Glancing at the page for the TCA6408A, one thing I’d watch out for is that you can only pick two different I2C addresses, meaning that you’d end up needing an I2C multiplexer (and therefore much more complexity) to support three or more chips. The TLC59116-Q1 supports 14 different hardware addresses, so a multiplexer would only be necessary if you want to make a DIY 256 grid 
I usually get my PCBs from dirtyPCBs who do a significant discount for smaller boards, but even so I’d be inclined to pay slightly more for a full 8x8 board. The minimal extra cost will be saved in time and materials required to interface boards, and the resulting added vectors for mistakes and hardware failure.

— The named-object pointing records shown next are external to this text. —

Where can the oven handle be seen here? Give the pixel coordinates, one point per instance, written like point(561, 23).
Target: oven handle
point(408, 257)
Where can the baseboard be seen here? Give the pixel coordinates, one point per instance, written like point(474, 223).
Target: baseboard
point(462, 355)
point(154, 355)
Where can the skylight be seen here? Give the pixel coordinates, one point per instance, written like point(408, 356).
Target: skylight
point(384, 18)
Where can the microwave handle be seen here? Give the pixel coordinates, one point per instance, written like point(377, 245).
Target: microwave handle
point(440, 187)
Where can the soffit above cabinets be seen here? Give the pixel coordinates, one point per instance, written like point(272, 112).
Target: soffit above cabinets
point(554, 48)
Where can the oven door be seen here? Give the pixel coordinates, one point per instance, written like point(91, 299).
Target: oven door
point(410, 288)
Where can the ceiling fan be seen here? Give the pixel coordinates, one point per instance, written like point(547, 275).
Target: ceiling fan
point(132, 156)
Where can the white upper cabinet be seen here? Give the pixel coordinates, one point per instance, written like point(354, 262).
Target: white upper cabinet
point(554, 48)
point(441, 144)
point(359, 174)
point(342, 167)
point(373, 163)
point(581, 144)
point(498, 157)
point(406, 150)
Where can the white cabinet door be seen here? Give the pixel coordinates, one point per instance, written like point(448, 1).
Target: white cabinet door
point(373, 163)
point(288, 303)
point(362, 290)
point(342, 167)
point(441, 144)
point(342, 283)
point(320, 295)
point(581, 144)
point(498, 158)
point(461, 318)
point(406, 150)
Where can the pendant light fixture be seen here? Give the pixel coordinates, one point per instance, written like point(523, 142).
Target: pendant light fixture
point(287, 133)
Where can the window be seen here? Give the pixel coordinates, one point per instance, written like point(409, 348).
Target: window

DirtyPBCs have discounted rates up to 100x100mm boards, could 8x8 of these trellis pads just about be fitted on that space? From what I can see, a full row of 8 is (8 × 10mm) + (7 × 5mm) = 115mm, so it’d be juuust too small. I’ve bought larger PCBs from them in the past though and the prices are very reasonable. A “protopack” of 10±2 for my MIDI hurdy gurdy system cost about 60€ for quite large PCBs, and I got 11, so <6€ per board is peanuts compared to the other parts costs.
If/when I have a go at this myself, I would aim for either chainable 8x8 boards and a USB+mother MCU board, or a chainable 8x8 board which, depending on which components are fitted, can act as a main MCU+USB+8x8 board, or a 8x8 daughterboard — slightly more complex design resulting in easier and cheaper construction. I also have various other ideas like fitting USB MIDI and onboard 3.5mm hardware MIDI support though (I don’t want to just build a straight up open source clone of the grid without some sort of added value), so our goals might be divergent.
Plenty of other DIY and work projects to work on first though!
EDIT: just looked at the BOM for @TheSlowGrowth’s Arc clone, and they’re using one TLC5940 per ring with a multiplexer so that one IC can control 64 LEDs, with brightness. Duplicating that approach might be a further argument for an 8x8 board, reducing the part cost, count and amount of fiddly TSSOP soldering.